I'm using GEO2R in order to identify the DEGs, I set the significance level cut-off as 0.05. After the analysis, the log2 fc threshold was set automatically around 0.2 and 419 genes were defined as significant degs based on this threshold.
My question is; can we consider genes with such fold change as significant degs?
There is no prescribed logFC that everyone follows. The point is to convince yourself and others - those reviewing your papers and grants - that a particular fold change is meaningful. In my experience, most people will not argue with logFC =>1, but you may get pushback for smaller numbers.
You will probably hear other opinions from people who look at it primarily from a statistical point of view.

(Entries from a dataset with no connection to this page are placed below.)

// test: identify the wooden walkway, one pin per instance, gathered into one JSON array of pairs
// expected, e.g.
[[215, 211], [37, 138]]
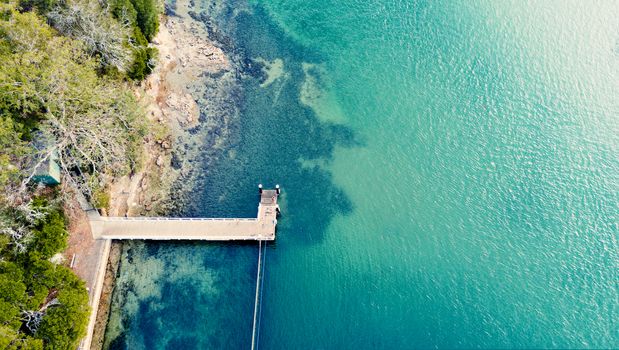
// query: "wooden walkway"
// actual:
[[224, 229]]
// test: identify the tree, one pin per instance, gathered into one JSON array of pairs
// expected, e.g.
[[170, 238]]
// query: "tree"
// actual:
[[94, 124], [64, 324], [51, 237], [91, 24], [147, 18]]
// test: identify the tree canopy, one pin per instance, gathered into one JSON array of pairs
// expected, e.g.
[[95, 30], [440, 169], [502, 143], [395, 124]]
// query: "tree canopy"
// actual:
[[65, 91]]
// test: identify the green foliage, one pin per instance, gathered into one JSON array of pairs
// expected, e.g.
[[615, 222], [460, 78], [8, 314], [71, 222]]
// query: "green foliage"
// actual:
[[64, 325], [147, 17], [51, 236], [42, 6], [101, 199], [143, 16], [29, 281], [142, 58]]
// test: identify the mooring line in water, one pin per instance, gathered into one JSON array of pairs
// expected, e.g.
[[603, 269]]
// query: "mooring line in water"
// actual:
[[264, 261], [253, 333]]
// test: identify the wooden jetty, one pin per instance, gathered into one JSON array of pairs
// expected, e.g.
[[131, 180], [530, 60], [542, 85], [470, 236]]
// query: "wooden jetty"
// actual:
[[261, 228]]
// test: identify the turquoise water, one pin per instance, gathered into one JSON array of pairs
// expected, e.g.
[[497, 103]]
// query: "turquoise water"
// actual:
[[450, 175]]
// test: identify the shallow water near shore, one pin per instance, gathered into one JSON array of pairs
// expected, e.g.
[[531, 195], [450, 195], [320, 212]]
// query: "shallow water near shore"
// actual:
[[450, 177]]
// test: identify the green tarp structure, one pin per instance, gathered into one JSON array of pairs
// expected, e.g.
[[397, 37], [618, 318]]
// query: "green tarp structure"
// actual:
[[49, 172]]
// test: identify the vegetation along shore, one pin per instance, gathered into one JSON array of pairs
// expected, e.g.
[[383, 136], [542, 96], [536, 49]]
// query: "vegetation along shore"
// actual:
[[88, 116]]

They might say that a combination of logFC and p-values could be significant even when logFC <=0.5, but I don't know (m)any biologists who readily subscribe to that idea.

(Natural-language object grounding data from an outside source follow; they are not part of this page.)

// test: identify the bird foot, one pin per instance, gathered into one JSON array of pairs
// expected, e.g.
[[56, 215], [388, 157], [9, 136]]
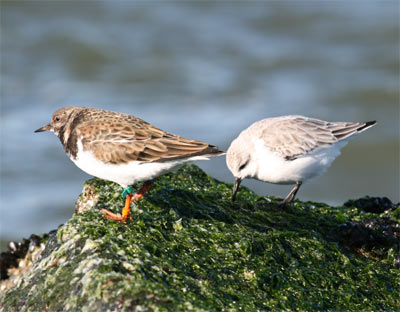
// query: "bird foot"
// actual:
[[115, 216]]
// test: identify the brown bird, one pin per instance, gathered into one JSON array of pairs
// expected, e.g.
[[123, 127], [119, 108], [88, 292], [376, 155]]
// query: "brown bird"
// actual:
[[122, 148]]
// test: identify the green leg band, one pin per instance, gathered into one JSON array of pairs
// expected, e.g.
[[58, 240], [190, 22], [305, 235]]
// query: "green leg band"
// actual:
[[126, 191]]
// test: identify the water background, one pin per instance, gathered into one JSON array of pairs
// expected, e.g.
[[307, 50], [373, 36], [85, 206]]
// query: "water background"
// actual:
[[202, 70]]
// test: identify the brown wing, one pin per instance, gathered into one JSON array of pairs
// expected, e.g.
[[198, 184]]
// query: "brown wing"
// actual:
[[116, 138], [300, 135]]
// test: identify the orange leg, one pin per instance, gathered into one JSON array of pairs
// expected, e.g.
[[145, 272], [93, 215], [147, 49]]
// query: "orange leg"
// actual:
[[126, 210]]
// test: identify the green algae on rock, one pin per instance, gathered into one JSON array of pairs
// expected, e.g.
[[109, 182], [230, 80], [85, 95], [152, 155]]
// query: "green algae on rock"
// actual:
[[189, 248]]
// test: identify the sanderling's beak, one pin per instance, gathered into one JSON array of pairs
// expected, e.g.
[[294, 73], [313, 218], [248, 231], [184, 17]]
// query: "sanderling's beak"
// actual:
[[235, 188], [44, 128]]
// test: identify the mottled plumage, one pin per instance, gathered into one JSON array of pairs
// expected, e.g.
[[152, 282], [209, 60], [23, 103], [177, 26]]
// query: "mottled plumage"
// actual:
[[288, 149]]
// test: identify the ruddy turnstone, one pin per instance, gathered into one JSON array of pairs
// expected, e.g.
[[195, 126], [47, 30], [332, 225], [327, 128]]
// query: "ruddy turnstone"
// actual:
[[122, 148], [288, 150]]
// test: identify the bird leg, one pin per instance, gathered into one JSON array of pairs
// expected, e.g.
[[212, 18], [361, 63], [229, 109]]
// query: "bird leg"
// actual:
[[289, 198], [129, 197]]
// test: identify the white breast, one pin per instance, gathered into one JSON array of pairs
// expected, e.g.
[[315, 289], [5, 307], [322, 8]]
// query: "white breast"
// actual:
[[270, 167]]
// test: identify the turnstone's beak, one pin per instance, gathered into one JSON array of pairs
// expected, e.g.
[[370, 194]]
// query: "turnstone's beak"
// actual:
[[44, 128], [235, 188]]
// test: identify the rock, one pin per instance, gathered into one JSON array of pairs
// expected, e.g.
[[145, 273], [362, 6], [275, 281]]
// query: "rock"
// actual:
[[188, 248]]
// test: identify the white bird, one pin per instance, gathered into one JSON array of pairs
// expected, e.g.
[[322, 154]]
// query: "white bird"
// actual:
[[288, 150]]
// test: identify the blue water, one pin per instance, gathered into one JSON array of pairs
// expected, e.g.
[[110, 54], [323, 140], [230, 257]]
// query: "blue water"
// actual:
[[201, 70]]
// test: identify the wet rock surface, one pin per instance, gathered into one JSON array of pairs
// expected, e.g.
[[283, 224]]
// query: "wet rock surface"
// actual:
[[188, 248]]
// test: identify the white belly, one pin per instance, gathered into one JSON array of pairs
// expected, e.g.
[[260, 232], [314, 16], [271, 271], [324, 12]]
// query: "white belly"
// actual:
[[125, 174], [274, 169]]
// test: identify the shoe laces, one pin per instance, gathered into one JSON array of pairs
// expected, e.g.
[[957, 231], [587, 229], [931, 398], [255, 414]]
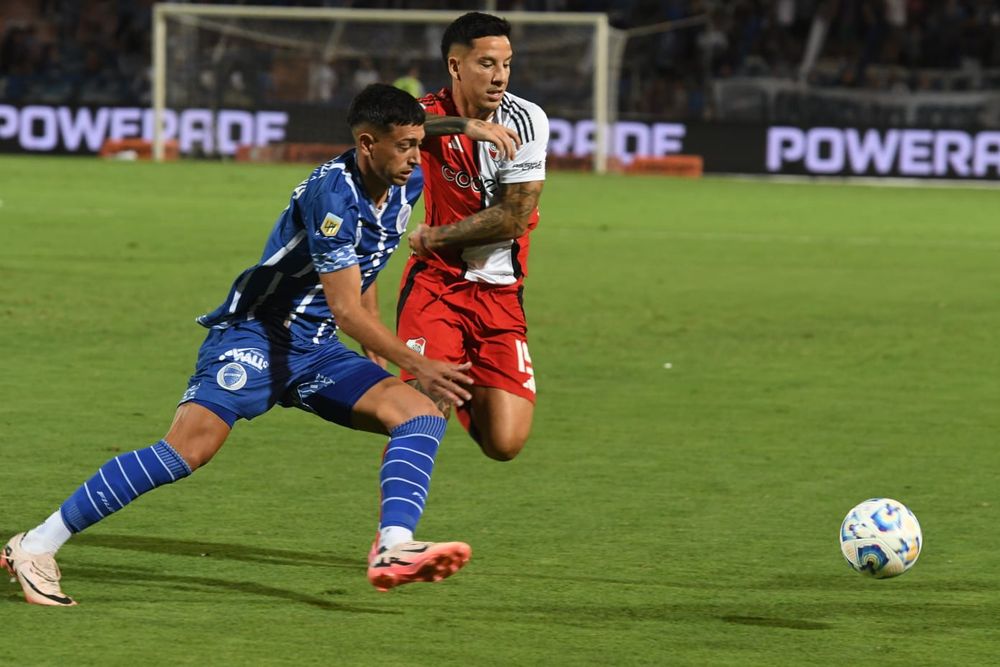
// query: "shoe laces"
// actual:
[[46, 567]]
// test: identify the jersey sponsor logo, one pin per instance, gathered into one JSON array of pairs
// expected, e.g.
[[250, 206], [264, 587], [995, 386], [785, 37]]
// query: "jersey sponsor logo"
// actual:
[[465, 180], [251, 356], [331, 225], [232, 376], [417, 345]]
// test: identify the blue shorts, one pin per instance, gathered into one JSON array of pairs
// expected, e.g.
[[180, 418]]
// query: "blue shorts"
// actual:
[[244, 370]]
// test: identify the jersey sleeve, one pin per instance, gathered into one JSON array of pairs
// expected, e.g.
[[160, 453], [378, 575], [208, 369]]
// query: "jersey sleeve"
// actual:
[[529, 161], [331, 223]]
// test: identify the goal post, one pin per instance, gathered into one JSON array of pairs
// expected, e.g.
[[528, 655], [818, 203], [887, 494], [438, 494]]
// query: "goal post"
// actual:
[[565, 61]]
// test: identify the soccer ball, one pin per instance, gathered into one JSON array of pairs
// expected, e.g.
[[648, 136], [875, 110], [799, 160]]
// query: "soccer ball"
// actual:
[[881, 538]]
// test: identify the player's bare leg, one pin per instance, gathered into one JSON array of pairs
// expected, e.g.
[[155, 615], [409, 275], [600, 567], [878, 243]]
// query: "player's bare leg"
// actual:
[[501, 422], [197, 434]]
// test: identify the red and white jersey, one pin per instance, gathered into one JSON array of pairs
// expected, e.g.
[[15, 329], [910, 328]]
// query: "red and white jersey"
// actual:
[[462, 176]]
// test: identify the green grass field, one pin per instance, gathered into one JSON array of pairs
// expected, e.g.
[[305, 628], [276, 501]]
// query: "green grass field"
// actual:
[[826, 343]]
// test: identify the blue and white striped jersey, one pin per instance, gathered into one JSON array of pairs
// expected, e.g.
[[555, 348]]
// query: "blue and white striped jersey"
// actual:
[[329, 224]]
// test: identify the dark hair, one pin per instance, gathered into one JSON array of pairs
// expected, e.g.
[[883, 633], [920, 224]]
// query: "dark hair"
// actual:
[[472, 26], [382, 106]]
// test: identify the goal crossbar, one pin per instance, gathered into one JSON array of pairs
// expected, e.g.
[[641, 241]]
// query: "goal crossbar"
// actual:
[[599, 21]]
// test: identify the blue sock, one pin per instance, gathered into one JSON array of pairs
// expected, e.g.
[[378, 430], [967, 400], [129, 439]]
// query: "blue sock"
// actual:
[[406, 470], [120, 481]]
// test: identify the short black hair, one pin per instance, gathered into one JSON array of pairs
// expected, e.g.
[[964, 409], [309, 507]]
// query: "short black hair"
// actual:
[[472, 26], [381, 106]]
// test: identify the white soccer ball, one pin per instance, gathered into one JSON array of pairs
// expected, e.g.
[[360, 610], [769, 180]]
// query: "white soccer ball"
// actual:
[[881, 538]]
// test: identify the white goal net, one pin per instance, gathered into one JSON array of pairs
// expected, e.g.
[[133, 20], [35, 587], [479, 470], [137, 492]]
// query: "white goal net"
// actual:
[[226, 76]]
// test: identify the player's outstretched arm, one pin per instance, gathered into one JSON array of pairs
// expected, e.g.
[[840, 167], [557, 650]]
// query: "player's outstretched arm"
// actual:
[[506, 140], [342, 289], [505, 220], [369, 300]]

Given that you have 419 candidates at 0.2, I suspect you would still have a healthy number after raising logFC to 1. If some genes with logFC <1 fit the narrative of other genes with logFC =>1, you can always bring them into the story while recognizing that their expression is below the threshold.
Given that 0.2 is a 1.15 fold change (2^0.2) you're right to be skeptical, but there's no clear answer as to the significance. Consider that this is the minimal fold change of the set of 419, so there are likely genes which change more. However the real question for significance is whether or not it's reproducible - which you may not be able to assess without doing experiments. I wouldn't pay much attention to a single gene showing this much change, but if it's part of of a larger theme of genes, or something you can build a hypothesis around and then test, it may mean something. On the other hand, the sensitivity of the assay may be low for what you're attempting to measure, or the experiment may not evoke much in the way of a transcriptional response. Either way, it's the result you're stuck with. You might consider it as a weight for how much time you want to spend generating hypotheses around your gene set, as in not too much.
Thank you so much for your help, it's much appreciated indeed.